The Wall Street Journal:

Empty Lots, Angry Customers: Chip Crisis Throws Wrench Into Car Business

Car makers have cut production of 1.2 million vehicles in North America because of a shortage of computer chips, losing sales amid high demand

David Kelleher, president of David Dodge Chrysler Jeep RAM in Glen Mills, Pa., at his depleted lot says the inventory shortage is ‘going to be longer and more difficult than most people think.’

Americans are shopping for cars in near-record numbers, but the world’s computer-chip shortage has left dealers with the fewest offerings in decades.

The market mismatch is driving up prices, and many buyers expecting to drive new cars off the lot have to wait weeks or months for their vehicles to arrive. Some showroom models sell for thousands of dollars over the sticker price.

“We may just be in the greatest new-car market of our existence,” Philadelphia-area car dealer David Kelleher said, “and we’re doing it with no cars.”

He recently woke up at 3:30 a.m. in a cold sweat and scrolled an iPad to check on his inventory of Jeeps and Ram trucks. After posting his best months ever in March and April, Mr. Kelleher was heading into the busy summer sales season with 98 vehicles on his lot instead of the usual 700.

“That really shook me up in a bad way,” he said. “This is going to be longer and more difficult than most people think.”

Auto makers have been forced to cut production of more than 1.2 million vehicles in North America because they can’t get enough chips that are used for everything from safety systems to brakes and engines, research firm AutoForecast Solutions estimated. That has turned car lots into a sea of bare asphalt.

Dealers had fewer than 2 million vehicles on the ground or en route to stores at the end of April, roughly half the normal number and the lowest level in more than three decades, according to research firm Wards Intelligence.

Some General Motors Co. dealers have taken their frustrations straight to Chief Executive Mary Barra. “I’ve got them sending me pictures [showing] that they have virtually nothing on the lot,” the CEO told analysts last week. GM has been in daily contact with dealers about inventory and the company’s plans to make up lost production once the chip shortage subsides, a spokesman said.

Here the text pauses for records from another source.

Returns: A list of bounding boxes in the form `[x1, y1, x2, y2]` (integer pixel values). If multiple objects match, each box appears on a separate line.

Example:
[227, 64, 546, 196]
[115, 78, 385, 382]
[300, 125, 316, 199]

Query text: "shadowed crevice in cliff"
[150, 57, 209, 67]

Chip makers are set to spend billions on new capacity, and the White House has prioritized increasing domestic chip production, but building new plants will take years. Many auto executives expect the shortage to affect their businesses through the rest of the year.

For now, the lack of computer chips has disrupted production at dozens of auto factories across the U.S., including those that have been closed for months.

Car makers are building some models without needed semiconductors and parking them until chips are available to install. Tens of thousands of these vehicles sit at airport lots, a quarry, a racetrack and other makeshift holding pens near assembly plants in the South and Midwest.


The chip shortage has left factory workers to sit home, watching bills pile up while trying to navigate state unemployment offices stretched thin in the pandemic.

One of them, Danyelle Anderson, is a single mother of four who has worked at Ford’s Chicago assembly plant for three years. She filed for benefits after the Explorer assembly line was idled on April 12. She and other plant workers said it was taking weeks to see their first check.

The delays caused Ms. Anderson to miss her rent and car payments, she said, and her cellphone service has been cut off for money owed. She expects her first check this week. Meantime, she keeps her car in the garage, afraid it could be repossessed while she is in arrears.

“It’s a waiting game and I’m losing,” Ms. Anderson said.